Aldo Madariaga
Sim claro. Mas a situação também traz muitas surpresas e paradoxos. Como sua pergunta sugere, a Comissão de Especialistas foi concebida de forma a remover qualquer tipo de elemento democrático, o que é devastador considerando que todo o processo começou com um forte espírito democrático. Por outro lado, o Conselho Constitucional parecia uma última oportunidade para trazer essas forças transformadoras de volta à cena, embora em uma capacidade muito mais limitada do que na primeira convenção.
Por exemplo, desta vez não haveria assentos especiais reservados para povos indígenas, e candidatos independentes não poderiam concorrer em listas separadas. Essas foram duas das novidades mais interessantes introduzidas com a Assembleia Constituinte de 2022, independentemente do que se possa pensar pessoalmente sobre o papel dos independentes na Convenção.
Claro, as coisas aconteceram de maneira diferente. As eleições para o conselho resultaram em uma vitória esmagadora para a extrema direita: 36% dos votos foram para os Republicanos, um partido abertamente nostálgico da era Pinochet. Enquanto isso, a coalizão governista – composta pela Frente Ampla, Socialistas e Comunistas – ficou aquém do terço dos votos necessários para poder exercer o veto, o que significa que o direito amplamente definido – desde a extrema-direita até a direita moderada – controlará assentos suficientes no conselho para aprovar o que quiserem. E a Concertación de centro-esquerda, que governou o país por mais de vinte anos desde 1990, foi completamente aniquilada e ficou sem representação.
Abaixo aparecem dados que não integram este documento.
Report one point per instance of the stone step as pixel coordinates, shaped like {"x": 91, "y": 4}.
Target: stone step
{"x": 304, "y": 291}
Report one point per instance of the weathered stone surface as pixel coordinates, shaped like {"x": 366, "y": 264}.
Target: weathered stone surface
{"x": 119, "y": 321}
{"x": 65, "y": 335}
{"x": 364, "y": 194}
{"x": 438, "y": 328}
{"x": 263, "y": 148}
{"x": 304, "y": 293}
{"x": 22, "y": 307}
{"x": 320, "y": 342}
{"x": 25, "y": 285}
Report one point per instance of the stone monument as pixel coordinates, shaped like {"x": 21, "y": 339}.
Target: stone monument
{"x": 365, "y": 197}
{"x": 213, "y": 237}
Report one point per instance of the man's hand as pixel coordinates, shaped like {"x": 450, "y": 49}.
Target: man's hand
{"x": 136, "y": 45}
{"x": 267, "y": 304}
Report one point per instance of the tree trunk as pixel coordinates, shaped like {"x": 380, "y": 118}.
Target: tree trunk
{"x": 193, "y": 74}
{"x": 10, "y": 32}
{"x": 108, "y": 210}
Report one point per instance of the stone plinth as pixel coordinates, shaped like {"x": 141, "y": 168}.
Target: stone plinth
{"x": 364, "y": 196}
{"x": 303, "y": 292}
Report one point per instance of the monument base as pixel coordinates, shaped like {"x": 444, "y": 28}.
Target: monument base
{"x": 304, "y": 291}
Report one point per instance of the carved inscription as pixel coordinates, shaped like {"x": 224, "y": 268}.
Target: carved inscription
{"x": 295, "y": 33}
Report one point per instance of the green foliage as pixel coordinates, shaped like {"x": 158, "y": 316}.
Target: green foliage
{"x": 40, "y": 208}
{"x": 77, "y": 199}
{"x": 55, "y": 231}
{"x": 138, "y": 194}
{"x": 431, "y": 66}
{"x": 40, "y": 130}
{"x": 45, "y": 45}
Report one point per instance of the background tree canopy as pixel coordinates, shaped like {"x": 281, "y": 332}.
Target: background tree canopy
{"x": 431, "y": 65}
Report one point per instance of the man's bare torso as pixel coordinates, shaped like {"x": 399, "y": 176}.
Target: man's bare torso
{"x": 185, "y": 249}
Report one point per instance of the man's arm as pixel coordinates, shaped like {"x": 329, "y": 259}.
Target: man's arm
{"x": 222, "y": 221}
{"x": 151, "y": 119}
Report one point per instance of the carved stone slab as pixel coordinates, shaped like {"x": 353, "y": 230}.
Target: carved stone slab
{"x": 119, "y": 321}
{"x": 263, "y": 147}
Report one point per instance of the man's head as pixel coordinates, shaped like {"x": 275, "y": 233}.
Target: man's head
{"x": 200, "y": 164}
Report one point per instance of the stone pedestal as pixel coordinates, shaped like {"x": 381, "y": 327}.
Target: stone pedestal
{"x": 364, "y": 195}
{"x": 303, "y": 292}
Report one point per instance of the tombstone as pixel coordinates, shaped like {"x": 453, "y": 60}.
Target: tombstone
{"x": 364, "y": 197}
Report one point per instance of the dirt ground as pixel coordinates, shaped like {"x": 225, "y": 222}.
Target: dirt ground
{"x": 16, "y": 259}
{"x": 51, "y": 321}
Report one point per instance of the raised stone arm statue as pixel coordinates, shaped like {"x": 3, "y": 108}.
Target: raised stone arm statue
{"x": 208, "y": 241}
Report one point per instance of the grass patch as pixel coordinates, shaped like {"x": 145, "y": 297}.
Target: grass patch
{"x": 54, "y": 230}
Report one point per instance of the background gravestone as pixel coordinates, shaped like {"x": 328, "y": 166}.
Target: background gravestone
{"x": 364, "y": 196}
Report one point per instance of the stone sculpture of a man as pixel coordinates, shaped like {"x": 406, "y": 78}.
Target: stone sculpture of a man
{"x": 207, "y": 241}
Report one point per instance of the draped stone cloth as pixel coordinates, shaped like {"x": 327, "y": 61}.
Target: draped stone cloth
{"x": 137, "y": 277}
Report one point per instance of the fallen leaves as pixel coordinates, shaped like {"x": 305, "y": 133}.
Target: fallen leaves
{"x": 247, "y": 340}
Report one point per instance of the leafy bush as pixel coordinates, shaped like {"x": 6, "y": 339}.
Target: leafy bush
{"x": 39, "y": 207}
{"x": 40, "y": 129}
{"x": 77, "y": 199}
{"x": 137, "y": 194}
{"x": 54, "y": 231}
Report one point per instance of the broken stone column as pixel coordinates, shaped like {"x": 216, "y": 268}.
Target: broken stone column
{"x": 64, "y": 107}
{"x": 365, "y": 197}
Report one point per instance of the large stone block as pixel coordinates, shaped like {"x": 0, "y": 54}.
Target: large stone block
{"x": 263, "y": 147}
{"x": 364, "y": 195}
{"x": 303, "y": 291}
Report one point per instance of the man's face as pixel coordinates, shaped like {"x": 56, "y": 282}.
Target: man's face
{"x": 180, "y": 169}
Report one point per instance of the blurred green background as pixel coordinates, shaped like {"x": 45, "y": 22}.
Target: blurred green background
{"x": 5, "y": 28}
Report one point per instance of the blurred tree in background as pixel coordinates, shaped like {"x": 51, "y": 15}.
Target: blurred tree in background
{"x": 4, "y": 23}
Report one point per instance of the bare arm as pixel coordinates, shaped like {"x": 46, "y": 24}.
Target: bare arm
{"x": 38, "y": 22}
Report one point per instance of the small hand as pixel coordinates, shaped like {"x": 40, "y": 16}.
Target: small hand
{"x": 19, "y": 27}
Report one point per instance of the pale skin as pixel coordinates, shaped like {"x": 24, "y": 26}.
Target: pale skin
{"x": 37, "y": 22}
Novamente à sua pergunta, neste contexto, o trabalho da Comissão de Especialistas tornou-se repentinamente extremamente importante e estrategicamente para o centro-esquerda e a esquerda. A esquerda tem uma representação maior dentro da comissão do que no conselho, então eles podem definir certas áreas-chave antes que o pré-documento chegue ao conselho no final de 2023.
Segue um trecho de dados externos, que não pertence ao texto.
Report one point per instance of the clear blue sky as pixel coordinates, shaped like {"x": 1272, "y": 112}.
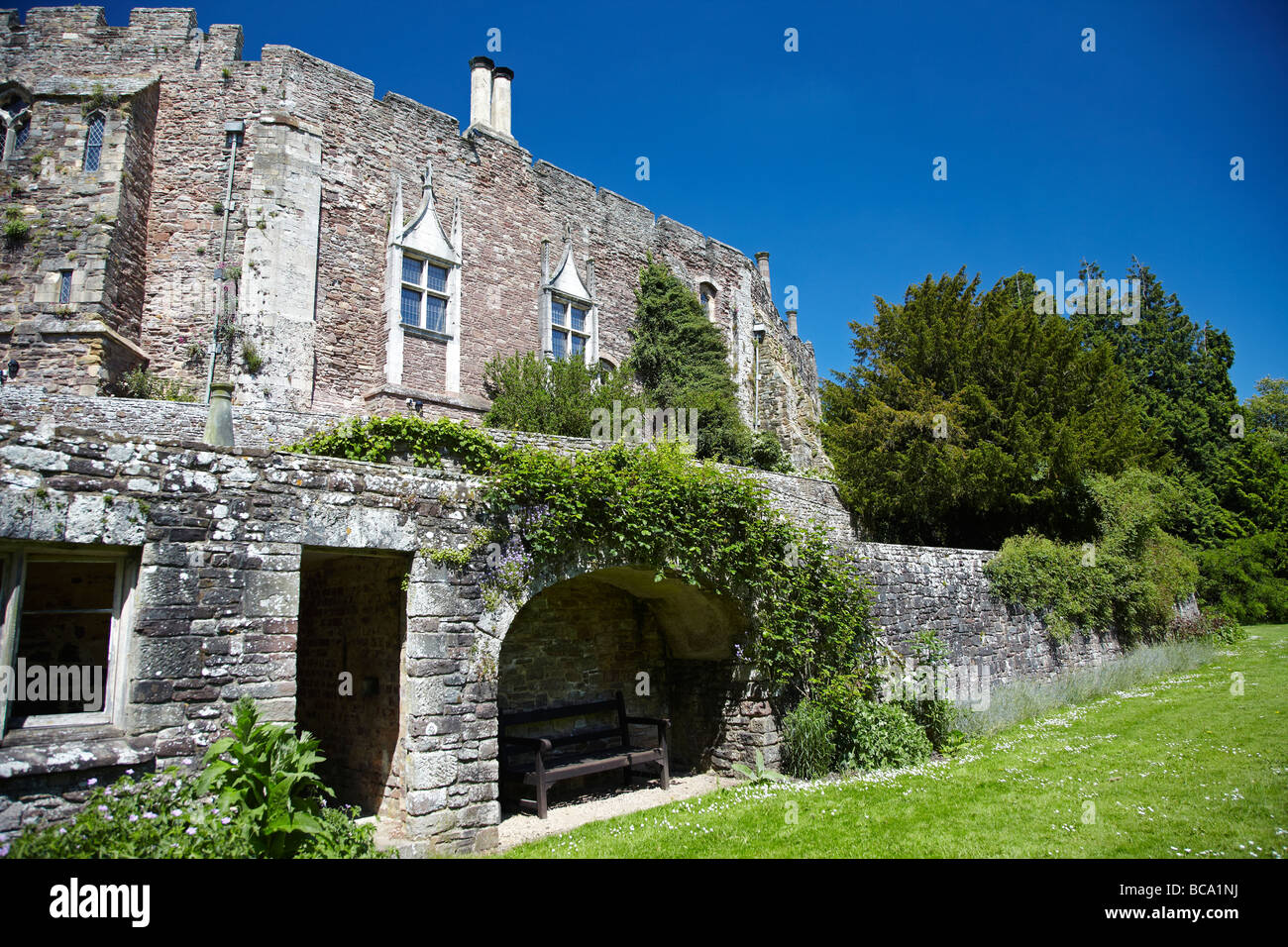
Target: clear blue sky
{"x": 823, "y": 157}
Além disso, no contexto atual, negociar com a direita moderada não significa necessariamente capitulação. A direita moderada parece empenhada em ver através da aprovação de uma nova constituição e sabe que a extrema direita pode boicotar todo o processo assim que o conselho começar seu trabalho. Na verdade, o medo é que a extrema direita pressione para que a proposta final seja rejeitada na votação final do referendo. Se isso acontecesse, depois de anos de negociações prolongadas, o Chile acabaria com a mesma constituição de Pinochet de antes.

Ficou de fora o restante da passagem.